A line of kids stood beside a secondary pool, and after a moment of watching, I saw another child shoot right into the water. I took my place in line behind three youngsters and waited. Past an open door stood a staircase that wound upward into darkness. No lifeguard waited at the top, just a sloped exit point given flow by a pair of waterjets. Last time I’d been on a waterslide that ominous, it had one of those trapdoors at the bottom that made me think I was about to descend into some level of Willy Wonka hell. But eventually, the linger passed, and I laid down.

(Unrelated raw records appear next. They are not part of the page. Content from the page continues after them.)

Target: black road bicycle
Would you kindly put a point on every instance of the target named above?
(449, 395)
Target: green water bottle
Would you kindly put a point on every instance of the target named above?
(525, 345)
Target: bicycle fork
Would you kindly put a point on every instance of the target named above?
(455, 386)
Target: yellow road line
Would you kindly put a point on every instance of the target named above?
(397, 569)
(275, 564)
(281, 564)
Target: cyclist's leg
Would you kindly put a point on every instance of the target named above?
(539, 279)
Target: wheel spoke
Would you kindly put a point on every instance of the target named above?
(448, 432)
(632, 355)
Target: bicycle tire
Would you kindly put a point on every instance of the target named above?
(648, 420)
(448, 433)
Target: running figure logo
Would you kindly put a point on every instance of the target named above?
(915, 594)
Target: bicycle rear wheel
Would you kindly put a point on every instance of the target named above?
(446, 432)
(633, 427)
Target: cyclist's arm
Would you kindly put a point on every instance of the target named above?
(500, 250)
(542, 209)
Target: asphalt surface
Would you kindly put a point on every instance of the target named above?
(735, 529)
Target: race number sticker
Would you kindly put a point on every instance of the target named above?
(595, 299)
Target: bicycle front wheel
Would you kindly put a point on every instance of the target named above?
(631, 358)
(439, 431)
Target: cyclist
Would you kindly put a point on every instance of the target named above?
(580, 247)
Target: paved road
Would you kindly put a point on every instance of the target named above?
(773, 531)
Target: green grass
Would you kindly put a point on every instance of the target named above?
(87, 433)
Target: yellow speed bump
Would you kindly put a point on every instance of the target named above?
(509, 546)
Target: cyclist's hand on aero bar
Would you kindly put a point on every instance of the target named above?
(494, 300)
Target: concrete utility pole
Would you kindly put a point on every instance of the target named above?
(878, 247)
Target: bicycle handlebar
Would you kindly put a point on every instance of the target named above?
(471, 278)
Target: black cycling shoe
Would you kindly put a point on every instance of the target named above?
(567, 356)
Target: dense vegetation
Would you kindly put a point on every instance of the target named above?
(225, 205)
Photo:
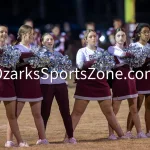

My trip only lasted a few dark seconds. The slide at Northwest Aquatic from my very earliest pool memories probably stood twice as tall. And yet, I still uttered a high, “Wooo!” before I hit the water below. As I grow older, I continue to approach that year which will end without my riding a waterslide. But it would not be my thirtieth year.
I’m already looking into when that one right next to my house opens again next summer. Even if I just pay to get in, get the job done, and come home in ten minutes. I just can’t let this shit catch me off guard again.